This repository contains the full source `.tsf` series from the Monash Time Series Forecasting Repository converted to [Apache TsFile](https://tsfile.apache.org/) format.
## Summary
- Source dataset: [`Monash-University/monash_tsf`](https://huggingface.co/datasets/Monash-University/monash_tsf)

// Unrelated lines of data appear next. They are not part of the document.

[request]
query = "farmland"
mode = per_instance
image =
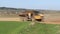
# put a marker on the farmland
(14, 27)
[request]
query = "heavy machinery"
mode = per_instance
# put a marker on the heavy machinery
(32, 15)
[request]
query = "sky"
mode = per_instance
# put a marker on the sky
(32, 4)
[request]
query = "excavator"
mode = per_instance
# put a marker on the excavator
(32, 15)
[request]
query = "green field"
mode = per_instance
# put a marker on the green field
(13, 27)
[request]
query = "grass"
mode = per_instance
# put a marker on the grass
(7, 27)
(13, 27)
(42, 29)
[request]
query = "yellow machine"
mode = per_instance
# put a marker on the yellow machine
(30, 15)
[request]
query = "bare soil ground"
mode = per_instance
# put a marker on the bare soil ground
(48, 19)
(9, 19)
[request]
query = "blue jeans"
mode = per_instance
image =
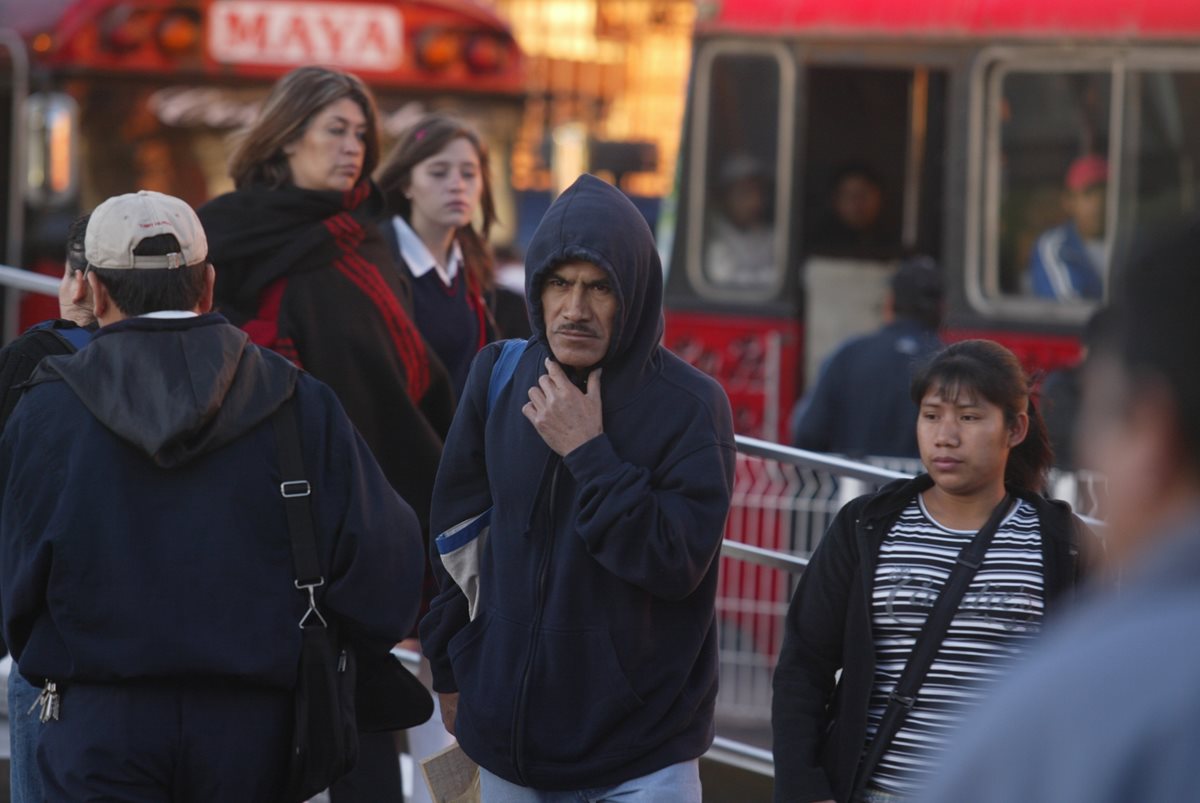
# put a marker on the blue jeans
(676, 784)
(24, 727)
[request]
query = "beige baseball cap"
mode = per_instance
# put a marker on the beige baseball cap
(119, 225)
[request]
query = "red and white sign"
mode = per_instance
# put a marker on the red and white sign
(348, 35)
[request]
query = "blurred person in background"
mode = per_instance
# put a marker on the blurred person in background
(1062, 393)
(741, 251)
(862, 401)
(853, 226)
(66, 334)
(871, 585)
(1068, 262)
(301, 267)
(433, 183)
(1107, 711)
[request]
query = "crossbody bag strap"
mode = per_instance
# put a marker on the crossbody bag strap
(297, 493)
(924, 651)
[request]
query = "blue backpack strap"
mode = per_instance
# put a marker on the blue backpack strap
(75, 337)
(502, 370)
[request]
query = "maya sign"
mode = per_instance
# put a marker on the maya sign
(352, 36)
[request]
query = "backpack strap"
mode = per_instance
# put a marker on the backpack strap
(73, 337)
(503, 369)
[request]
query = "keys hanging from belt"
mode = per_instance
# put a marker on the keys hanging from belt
(49, 700)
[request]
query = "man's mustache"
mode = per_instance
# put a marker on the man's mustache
(576, 328)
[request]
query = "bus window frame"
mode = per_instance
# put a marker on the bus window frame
(784, 168)
(982, 247)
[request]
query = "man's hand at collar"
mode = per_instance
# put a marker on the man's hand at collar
(564, 417)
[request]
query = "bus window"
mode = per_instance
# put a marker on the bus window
(1048, 172)
(743, 193)
(1159, 177)
(870, 189)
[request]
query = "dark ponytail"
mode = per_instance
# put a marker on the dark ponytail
(990, 370)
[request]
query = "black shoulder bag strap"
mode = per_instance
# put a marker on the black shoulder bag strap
(297, 495)
(904, 696)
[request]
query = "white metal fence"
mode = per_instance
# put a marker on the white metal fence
(783, 502)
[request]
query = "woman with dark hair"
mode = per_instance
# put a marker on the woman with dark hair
(435, 183)
(301, 267)
(874, 585)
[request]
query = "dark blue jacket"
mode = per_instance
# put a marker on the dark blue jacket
(861, 405)
(142, 532)
(593, 658)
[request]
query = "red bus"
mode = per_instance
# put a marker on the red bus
(967, 115)
(106, 96)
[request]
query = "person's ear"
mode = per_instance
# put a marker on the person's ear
(1019, 431)
(79, 287)
(210, 280)
(101, 303)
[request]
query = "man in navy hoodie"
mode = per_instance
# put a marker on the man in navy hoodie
(587, 661)
(145, 563)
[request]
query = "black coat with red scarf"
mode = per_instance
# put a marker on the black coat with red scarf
(307, 274)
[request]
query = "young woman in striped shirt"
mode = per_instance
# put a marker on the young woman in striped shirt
(873, 581)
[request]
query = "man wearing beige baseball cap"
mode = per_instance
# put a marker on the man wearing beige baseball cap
(145, 559)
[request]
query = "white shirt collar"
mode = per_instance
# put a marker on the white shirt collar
(419, 259)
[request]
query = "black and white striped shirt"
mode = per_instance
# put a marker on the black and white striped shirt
(999, 616)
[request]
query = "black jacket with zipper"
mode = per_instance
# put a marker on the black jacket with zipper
(820, 725)
(593, 657)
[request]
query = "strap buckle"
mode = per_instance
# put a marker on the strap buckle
(311, 586)
(293, 489)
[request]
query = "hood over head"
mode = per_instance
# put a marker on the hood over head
(593, 221)
(174, 389)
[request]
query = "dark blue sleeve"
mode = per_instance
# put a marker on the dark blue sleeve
(663, 531)
(460, 492)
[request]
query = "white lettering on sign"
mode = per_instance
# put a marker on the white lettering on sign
(352, 36)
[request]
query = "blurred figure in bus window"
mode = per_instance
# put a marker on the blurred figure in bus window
(66, 334)
(1068, 262)
(1107, 711)
(741, 249)
(874, 579)
(853, 223)
(301, 267)
(861, 403)
(1062, 393)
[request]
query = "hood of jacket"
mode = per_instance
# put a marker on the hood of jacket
(1057, 520)
(174, 388)
(593, 221)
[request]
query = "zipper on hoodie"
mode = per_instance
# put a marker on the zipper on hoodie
(519, 719)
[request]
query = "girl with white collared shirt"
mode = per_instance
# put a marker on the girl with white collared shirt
(433, 181)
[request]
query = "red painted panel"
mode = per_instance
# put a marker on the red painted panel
(971, 18)
(1038, 352)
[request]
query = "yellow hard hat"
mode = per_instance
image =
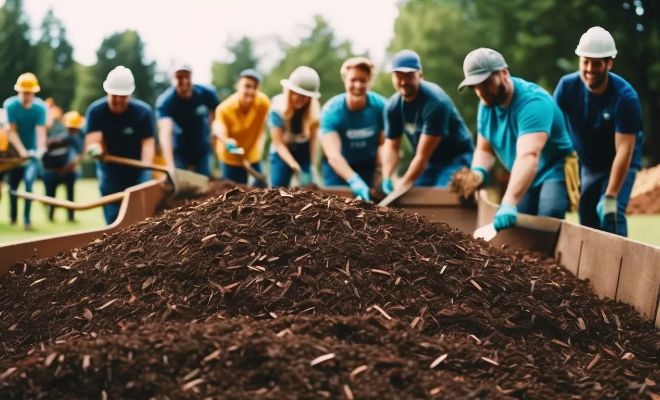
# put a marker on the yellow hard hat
(73, 119)
(27, 82)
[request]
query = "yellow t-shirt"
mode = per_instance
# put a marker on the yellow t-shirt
(246, 128)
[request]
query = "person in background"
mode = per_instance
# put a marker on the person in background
(121, 126)
(441, 142)
(352, 130)
(185, 113)
(62, 158)
(26, 116)
(604, 116)
(294, 121)
(239, 125)
(518, 122)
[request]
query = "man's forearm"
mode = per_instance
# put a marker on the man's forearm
(522, 175)
(618, 173)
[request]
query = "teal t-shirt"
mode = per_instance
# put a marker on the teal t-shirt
(26, 119)
(359, 131)
(531, 110)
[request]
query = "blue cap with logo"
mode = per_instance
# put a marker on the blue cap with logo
(406, 61)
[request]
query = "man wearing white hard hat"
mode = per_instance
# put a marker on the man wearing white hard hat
(26, 117)
(294, 121)
(185, 114)
(605, 122)
(121, 126)
(518, 122)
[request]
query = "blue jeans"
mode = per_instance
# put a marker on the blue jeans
(28, 173)
(440, 175)
(200, 164)
(592, 187)
(240, 175)
(366, 170)
(110, 183)
(549, 199)
(280, 172)
(52, 181)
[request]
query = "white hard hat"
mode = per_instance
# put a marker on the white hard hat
(305, 81)
(596, 43)
(119, 82)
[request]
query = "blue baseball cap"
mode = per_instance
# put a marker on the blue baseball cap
(251, 73)
(406, 61)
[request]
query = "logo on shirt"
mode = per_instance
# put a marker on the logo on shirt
(202, 110)
(357, 134)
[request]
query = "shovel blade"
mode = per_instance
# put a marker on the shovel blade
(486, 232)
(188, 183)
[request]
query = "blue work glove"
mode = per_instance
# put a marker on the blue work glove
(387, 186)
(304, 178)
(606, 205)
(505, 217)
(359, 187)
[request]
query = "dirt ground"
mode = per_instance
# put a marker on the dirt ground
(291, 294)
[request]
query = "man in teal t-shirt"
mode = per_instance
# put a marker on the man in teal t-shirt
(26, 117)
(352, 130)
(520, 123)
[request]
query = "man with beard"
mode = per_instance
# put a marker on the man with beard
(441, 142)
(239, 124)
(352, 130)
(185, 113)
(605, 123)
(120, 126)
(520, 123)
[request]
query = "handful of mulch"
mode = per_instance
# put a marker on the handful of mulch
(465, 182)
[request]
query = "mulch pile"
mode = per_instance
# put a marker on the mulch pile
(291, 294)
(645, 203)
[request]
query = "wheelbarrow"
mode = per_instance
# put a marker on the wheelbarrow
(185, 183)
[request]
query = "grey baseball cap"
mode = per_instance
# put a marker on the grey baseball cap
(479, 64)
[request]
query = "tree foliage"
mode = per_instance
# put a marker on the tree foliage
(225, 74)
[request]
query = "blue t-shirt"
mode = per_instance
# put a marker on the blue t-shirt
(26, 119)
(431, 113)
(594, 119)
(531, 110)
(190, 117)
(123, 133)
(359, 131)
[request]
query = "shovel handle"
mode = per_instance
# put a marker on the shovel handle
(108, 158)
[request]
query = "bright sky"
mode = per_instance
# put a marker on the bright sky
(197, 31)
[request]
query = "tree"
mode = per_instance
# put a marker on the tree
(124, 48)
(320, 50)
(55, 66)
(16, 53)
(225, 74)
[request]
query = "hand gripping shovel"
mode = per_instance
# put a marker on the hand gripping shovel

- Original source: https://zenodo.org/record/5122114
- Monash subset: `rideshare`
- Modalities: Time-series
- Source series: 2,304
- Rows: 1,246,464 flattened timestamped observations
- Frequency: `hourly`
- Forecast horizon metadata: not specified
- Missing-values metadata: True
- Equal-length metadata: True
- Missing target values preserved as NaN: 494,649
- Series length range: 541 to 541
- TsFile output: 2 files (rideshare_1.tsfile .. rideshare_2.tsfile)
## Files
- `rideshare_1.tsfile`
- `rideshare_2.tsfile`
## TsFile Schema
| Column | Role | TsFile type |
|---|---|---|
| `Time` | TIME | INT64 |
| `series_id` | TAG | STRING |
| `series_name` | TAG | STRING |
| `source_location` | TAG | STRING |
| `provider_name` | TAG | STRING |
| `provider_service` | TAG | STRING |
| `type` | TAG | STRING |
| `start_timestamp` | TAG | STRING |
| `target` | FIELD | FLOAT |
## Conversion Notes
- Each source `.tsf` data row is stored as one TsFile device.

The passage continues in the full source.